I recently discovered that I had a faulted zpool on a server in my house.
I believe that this is partly my own fault because a disc in a raidz failed, I didn’t notice and then a powercycling event caused some corruption to the other two discs.
This post is not about that; this is about the systems I’m putting in place in the future to prevent a similar thing from occurring.
My main mistake was failing to understand that a zpool can be degraded but still online. I wrongly assumed it would enter some kind of read-only mode once a disc had failed (of course I didn’t truly expect a disk to fail either) and at that point I’d take some action.
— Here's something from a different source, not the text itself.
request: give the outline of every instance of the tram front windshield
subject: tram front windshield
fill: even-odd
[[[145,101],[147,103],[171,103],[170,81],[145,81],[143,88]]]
I realised I need some kind of alerting to prevent me from missing an event like this again but I was also conscious that given I missed this event I might also miss a fault in the alerting system itself.
Therefore I decided to use a 3rd party system on the basis that a hosted solution might be more resilient to my own neglect on a non-mission critical server at home. I was also keen not to be totally locked in to some 3rd party solution or to feel like I’d given up too much privacy or autonomy in the solution.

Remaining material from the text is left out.